Recently, Chautauqua County legislators had to decide if they would follow the county’s foreclosure process or break with the process to allow someone to pay the taxes of an elderly man in Ellery who didn’t know his home was about to be foreclosed upon. A group had stepped up to pay the $2,600 in back taxes the man owed, but the foreclosure process had to be circumvented to allow the taxes to be paid and the man to stay in his home.
Jim Caflisch, county real property tax director, opposed the move because he felt it could open the door to more and more such last-minute alterations to the process. Caflisch added that owners and mortgage holders were handed notices before properties went to auction. Caflisch placed concerns that the committee would open the door for other people to claim hardships.
“It will have a devastating effect on our ability to foreclose in a straight-forward way,” he said.

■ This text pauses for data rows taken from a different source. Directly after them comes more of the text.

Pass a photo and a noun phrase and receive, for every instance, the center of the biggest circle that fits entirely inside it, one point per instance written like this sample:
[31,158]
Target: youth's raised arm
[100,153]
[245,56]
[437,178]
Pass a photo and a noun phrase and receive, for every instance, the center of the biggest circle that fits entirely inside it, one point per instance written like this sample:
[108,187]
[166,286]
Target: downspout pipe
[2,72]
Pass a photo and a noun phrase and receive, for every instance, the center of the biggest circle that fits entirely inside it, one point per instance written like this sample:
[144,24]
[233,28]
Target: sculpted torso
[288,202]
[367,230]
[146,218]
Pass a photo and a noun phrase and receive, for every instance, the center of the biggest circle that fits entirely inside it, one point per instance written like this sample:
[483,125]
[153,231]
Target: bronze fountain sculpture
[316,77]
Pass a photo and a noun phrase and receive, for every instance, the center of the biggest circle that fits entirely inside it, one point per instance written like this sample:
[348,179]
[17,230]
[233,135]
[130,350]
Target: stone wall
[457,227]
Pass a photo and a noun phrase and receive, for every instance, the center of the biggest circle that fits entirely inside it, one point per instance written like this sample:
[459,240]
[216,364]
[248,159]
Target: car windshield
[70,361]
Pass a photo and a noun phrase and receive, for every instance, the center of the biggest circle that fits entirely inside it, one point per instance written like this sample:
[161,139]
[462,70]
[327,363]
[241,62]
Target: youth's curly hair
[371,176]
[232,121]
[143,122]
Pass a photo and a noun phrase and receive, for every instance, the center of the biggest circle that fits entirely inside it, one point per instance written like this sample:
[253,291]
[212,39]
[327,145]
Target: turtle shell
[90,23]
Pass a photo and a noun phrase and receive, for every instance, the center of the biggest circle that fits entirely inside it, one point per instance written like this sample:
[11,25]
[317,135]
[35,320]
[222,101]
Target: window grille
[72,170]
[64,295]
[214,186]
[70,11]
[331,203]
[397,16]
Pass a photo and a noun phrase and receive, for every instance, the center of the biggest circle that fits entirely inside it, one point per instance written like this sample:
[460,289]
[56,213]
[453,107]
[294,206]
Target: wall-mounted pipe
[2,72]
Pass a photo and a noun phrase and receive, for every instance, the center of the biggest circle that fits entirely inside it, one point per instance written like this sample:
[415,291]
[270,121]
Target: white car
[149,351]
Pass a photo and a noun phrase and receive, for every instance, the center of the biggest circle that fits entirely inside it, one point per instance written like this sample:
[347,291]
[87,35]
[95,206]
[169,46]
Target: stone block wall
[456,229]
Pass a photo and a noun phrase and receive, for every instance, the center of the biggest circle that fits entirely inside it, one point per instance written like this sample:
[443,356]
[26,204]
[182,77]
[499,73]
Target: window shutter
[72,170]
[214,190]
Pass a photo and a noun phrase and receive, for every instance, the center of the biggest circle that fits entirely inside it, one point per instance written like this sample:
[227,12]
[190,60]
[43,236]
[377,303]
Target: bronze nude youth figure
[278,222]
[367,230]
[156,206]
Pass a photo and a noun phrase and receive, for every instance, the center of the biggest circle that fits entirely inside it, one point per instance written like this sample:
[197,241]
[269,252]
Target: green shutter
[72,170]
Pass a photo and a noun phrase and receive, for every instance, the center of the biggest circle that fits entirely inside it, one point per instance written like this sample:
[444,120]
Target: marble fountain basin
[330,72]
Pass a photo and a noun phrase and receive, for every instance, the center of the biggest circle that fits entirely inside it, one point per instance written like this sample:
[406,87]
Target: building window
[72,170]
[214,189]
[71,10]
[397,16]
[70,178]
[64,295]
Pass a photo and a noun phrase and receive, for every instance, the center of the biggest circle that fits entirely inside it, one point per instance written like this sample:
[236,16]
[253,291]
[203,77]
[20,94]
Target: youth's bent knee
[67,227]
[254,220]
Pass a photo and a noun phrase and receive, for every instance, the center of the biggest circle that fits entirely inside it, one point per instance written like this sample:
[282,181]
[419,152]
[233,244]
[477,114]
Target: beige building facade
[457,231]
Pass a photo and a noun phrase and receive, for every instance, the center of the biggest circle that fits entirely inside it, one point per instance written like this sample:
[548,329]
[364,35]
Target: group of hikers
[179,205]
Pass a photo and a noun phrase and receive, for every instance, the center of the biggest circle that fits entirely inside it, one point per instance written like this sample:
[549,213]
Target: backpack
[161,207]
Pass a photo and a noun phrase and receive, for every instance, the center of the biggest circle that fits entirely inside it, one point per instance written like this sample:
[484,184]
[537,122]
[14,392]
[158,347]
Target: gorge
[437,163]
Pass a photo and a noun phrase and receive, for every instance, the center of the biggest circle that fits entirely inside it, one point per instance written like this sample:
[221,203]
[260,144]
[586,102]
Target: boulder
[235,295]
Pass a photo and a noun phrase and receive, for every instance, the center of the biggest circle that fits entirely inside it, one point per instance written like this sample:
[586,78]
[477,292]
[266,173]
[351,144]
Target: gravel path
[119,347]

Caflisch is not in the wrong here for wanting to protect the integrity of the foreclosure process. But we agree with Robert Scudder, R-Fredonia and Administrative Services Committee chairman, who said there should be some sort of committee review of cases involving at-risk senior citizens who are in the midst of foreclosure. Scudder’s suggestion would help senior citizens while helping Caflisch maintain the integrity of the foreclosure process.
The county should figure out a way to make Scudder’s suggestion before next year’s property tax auction.